Membership in Boy Scouts of America
January 25, 2001
CJE Opinion No. 2001-1
You have asked for an advisory opinion concerning membership in the Boy Scouts of America. For the past year, you have served as a co-den parent for your son’s Cub Scout den. As a den leader you have organized meetings and activities for the boys in the den so they can earn various badges and recognitions in accordance with the Cub Scout Handbook. The activities include knot tying, use of tools, first aid, and instructions in other practical skills. Beyond running den meetings and participating in the practical-skill instruction attendant thereon, you are not actively involved in planning or implementing Cub Scout policy locally or regionally. Your participation as a den leader requires membership in the Boy Scouts of America. You have become a member of the Boy Scouts to fulfill that requirement and do not actively participate in Boy Scout activities.
It is the policy of the Boy Scouts of America to exclude homosexuals from membership in its organization. The Supreme Court determined in a 5-4 decision, Boy Scouts of America v. Dale, 120 Sup. Ct. 2446 (2000), that the First Amendment rights of the Boy Scouts prevent a state from forbidding them to discriminate in that fashion. You state that before the Supreme Court decision you were unaware of the Boy Scouts’ membership policy and that you disagree with it. You ask whether the Code of Judicial Conduct requires you to resign your membership.
Canon 2(C) prohibits a judge’s “membership in any organization that practices invidious discrimination on the basis of race, sex, religion or national origin.” “Sexual orientation” is not mentioned among the protected categories in Canon 2(C). The word “sex” means gender and not “sexual orientation.” Therefore Canon 2(C) does not prohibit your membership in the Boy Scouts.
Since Canon 2(C) does not proscribe your participation in the Boy Scouts, the question arises whether any of the broader, more general provisions of the Code prohibit your membership. For example, Canon 2(A) states that a judge should conduct himself at all times in a manner that promotes public confidence in the integrity and impartiality of the judiciary and Canon 5(B) says that “a judge may participate in civic and charitable activities that do not reflect adversely upon his impartiality.” We have previously read these provisions as prohibiting membership in certain legal advocacy groups like the Coalition for Battered Women (CJE Opinion 91-2) and Gay and Lesbian Advocates and Defenders (CJE Opinion 95-8). In the former case, we advised a Probate & Family Court judge that it would violate Canon 2 for the judge to serve on the advisory group of a battered women coalition because the group advocated the interests of a class of parties whose interests were frequently involved in matters that came before the judge. In the latter case, we advised that the judge should not be a member, but might be able to participate in some activities of, an advocacy organization that frequently engaged in litigation. But our advice in those cases was not premised on the notion that those organizations are engaged in “invidious discrimination,” which is Canon 2(C)’s premise for forbidding membership in the organizations listed in that Canon. It was premised on the notion that the organizations involved were issue-oriented and that those issues were likely to be presented on occasion in the courts of the Commonwealth. That is not the situation with respect to the Boy Scouts. Although the national organization states a policy of excluding gays and lesbians from membership, that is not the stated purpose of the organization and it apparently does not engage in advocacy litigation directed toward that end.

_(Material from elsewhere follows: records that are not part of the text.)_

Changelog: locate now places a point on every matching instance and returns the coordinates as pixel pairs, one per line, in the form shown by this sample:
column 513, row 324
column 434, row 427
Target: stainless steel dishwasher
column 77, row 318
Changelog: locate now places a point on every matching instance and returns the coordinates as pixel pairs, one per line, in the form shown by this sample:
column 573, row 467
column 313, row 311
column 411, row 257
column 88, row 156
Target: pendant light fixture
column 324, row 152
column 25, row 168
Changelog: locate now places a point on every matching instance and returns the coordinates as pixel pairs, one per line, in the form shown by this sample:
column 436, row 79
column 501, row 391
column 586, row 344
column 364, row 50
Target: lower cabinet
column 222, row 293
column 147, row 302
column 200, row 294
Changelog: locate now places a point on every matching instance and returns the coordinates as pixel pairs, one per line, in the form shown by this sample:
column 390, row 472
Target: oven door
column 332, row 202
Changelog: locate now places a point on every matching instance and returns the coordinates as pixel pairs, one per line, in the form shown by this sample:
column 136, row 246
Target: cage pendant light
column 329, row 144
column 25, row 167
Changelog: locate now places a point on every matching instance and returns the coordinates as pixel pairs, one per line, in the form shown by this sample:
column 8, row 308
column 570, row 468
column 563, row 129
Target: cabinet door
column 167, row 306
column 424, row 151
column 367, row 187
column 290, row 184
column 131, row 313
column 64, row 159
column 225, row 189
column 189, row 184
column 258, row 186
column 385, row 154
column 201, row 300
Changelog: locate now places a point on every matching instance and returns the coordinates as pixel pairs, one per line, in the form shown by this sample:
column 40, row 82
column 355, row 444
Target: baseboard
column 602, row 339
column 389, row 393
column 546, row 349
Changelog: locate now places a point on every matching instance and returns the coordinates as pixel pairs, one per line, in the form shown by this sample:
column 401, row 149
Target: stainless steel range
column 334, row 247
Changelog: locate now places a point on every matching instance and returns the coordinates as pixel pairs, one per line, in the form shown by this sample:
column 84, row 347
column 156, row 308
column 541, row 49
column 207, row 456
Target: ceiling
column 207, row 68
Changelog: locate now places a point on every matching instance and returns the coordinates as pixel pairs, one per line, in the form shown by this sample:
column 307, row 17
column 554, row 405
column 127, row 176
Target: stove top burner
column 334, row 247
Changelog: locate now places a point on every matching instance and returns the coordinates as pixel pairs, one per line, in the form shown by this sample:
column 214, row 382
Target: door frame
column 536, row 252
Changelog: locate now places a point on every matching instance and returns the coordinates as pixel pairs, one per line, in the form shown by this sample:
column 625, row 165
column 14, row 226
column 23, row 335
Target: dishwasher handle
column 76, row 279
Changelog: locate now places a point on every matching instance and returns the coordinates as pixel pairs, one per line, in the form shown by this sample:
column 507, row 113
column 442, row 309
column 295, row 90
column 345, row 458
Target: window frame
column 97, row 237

Nevertheless, the argument may be made that membership in the Boy Scouts, now that its policy has been made apparent, reflects adversely upon the judge’s impartiality and hence violates Canons 2(A) and 5(B). We do not reach that conclusion. We are not prepared to say that Canon 2(C) states an exclusive list of characteristics for defining organizations to which judges may not belong. Nevertheless, at the very time that the Supreme Judicial Court added Canon 2(C) to the Code of Judicial Conduct, it also added Canons 3(B)(5) and (6). See 411 Mass. 1301, 1317 (1991). Those two latter sections required judges, and required judges to require lawyers, not to manifest prejudice based upon “race, sex, religion, national origin, disability, age, sexual orientation or socioeconomic status.” Canon 2(C), however, proscribed membership in organizations practicing “invidious discrimination” on the basis only of “race, sex, religion, or national origin.” For reasons best known to itself, the Supreme Judicial Court chose not to proscribe membership in organizations invidiously discriminating on the basis of disability, age, sexual orientation, and socioeconomic status. We think it would be beyond our mandate to interpret another section of the Code of Judicial Conduct to mandate what the Court itself quite deliberately appears to have chosen not to do in 1991.
The foregoing is not to say that there are no conceivable circumstances under which you might be required to terminate your membership in the Boy Scouts or to recuse yourself from cases because of your Boy Scout membership. See generally CJE Opinion 2000-7. Instead, in rendering this opinion, the Committee has limited itself to the facts surrounding your participation in the Cub Scouts and Boy Scouts as you have presented those facts and ventures no opinion, expressly or by implication, regarding the result a different set of facts might produce. See generally CJE Opinion 95-1.